Theorem: Let $X$ be a compact (Hausdorff!) space, and let $c \in X$. Suppose that there is a continuous function $I: X \rightarrow \mathbb{R}$ such that $I^{-1}(0) = \{c\}$. Then the following are equivalent:
(i) The point $c$ is isolated in $X$.
(ii) The ideal $\mathfrak{m}_c$ is principal.
(iii) The ideal $\mathfrak{m}_c$ is finitely generated.
(iv) The ideal $\mathfrak{m}_c$ is countably generated.

Well, this would be a better result without the weird hypothesis about the existence of $I$. Hence the question. (Maybe someone can see a better way to get around this hypothesis or replace it with something more natural...)

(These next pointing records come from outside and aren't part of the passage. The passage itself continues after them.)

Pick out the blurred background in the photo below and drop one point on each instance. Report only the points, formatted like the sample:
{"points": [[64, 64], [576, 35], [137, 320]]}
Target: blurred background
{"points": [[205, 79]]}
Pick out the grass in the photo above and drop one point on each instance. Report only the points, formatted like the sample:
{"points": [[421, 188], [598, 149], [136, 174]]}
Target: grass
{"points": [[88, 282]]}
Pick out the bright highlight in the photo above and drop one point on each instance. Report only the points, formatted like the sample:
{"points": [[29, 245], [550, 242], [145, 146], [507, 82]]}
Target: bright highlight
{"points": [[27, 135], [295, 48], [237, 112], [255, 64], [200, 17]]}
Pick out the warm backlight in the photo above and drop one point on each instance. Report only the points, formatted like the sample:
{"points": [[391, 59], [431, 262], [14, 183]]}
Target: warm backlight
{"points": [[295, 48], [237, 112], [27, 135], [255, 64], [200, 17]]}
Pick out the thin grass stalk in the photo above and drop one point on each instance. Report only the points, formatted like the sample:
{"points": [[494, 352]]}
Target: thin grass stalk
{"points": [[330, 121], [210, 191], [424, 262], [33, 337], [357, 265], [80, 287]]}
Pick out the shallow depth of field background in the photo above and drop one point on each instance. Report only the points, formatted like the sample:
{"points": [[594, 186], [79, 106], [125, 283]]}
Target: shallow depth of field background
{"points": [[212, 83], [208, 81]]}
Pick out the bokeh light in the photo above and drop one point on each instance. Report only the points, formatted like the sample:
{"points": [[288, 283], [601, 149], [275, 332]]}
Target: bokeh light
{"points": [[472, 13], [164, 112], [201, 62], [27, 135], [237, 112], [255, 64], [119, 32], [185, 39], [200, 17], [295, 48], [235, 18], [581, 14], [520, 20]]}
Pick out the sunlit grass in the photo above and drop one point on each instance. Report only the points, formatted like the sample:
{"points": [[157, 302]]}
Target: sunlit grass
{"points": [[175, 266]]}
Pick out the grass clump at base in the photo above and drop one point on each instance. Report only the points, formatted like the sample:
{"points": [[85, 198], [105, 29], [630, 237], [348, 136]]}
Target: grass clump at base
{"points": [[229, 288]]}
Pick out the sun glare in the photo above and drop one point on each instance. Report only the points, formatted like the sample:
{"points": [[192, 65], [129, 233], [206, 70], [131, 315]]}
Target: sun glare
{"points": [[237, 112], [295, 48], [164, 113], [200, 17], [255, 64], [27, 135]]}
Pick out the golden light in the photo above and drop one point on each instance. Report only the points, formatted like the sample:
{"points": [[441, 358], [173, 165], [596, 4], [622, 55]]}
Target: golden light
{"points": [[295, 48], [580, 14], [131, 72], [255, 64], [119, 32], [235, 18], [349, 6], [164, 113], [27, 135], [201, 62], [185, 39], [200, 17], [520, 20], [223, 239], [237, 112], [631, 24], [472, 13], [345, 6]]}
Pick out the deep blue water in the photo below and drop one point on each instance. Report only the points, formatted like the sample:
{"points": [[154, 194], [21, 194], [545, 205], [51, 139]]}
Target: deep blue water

By the way, compactness also feels a little too strong here. This is being used to ensure that $C(X)$ is a Banach space under the supremum norm, but maybe there's a way around this as well.

Answer 1

Note that if $f^{-1}(0)=\{x\}$ then there exists a sequence of neighbourhoods $U_n $ of $x$ so that $\{x\}=\bigcap_n U_n$. In the particular case that $X$ is compact Hausdorff this implies that $X$ is first countable. So any non-first countable compact topological space does not have that property. Edit:

We can have a similar characterization as 2. If $X$ is a Tychonoff space then $x$ is a zero set if and only if is a $G_\delta$

proof: Suppose $\{x\}=\bigcap_n U_n$ where $U_n$ is a decreasing sequence of open neighbourhoods of $x$. For each $n$ there is a function $f_n: X\to [0,1]$ so that $f_n(x)=0$ and $f_n(y)=1 $ for all $y\in X\setminus U_n$ ($f_n$ exists since $X$ is Tychonoff). Now, the function $g=\sum_n \frac{1}{2^n} f_n$ satisfies that $g^{-1}(0)=\{x\}$. The other implication is trivial.

Answer 2

This is a partial answer; I will provide an example of a compact Hausdorff space with a singleton that isn't a zero set.

Consider an uncoutable discrete space $X$ and let $X^+$ be its one-point compactification. Clearly $X^+$ is compact Hausdorff.

We claim that the singleton $\{\infty\}$ isn't $G_\delta$ and therefore can't be a zero set. If it were a countable intersection of open sets $U_n$, each of these must have a finite complement. But since we took $X$ to be uncountable, we cannot hope to get $X\setminus\{\infty\}$ as the countable union of finite sets.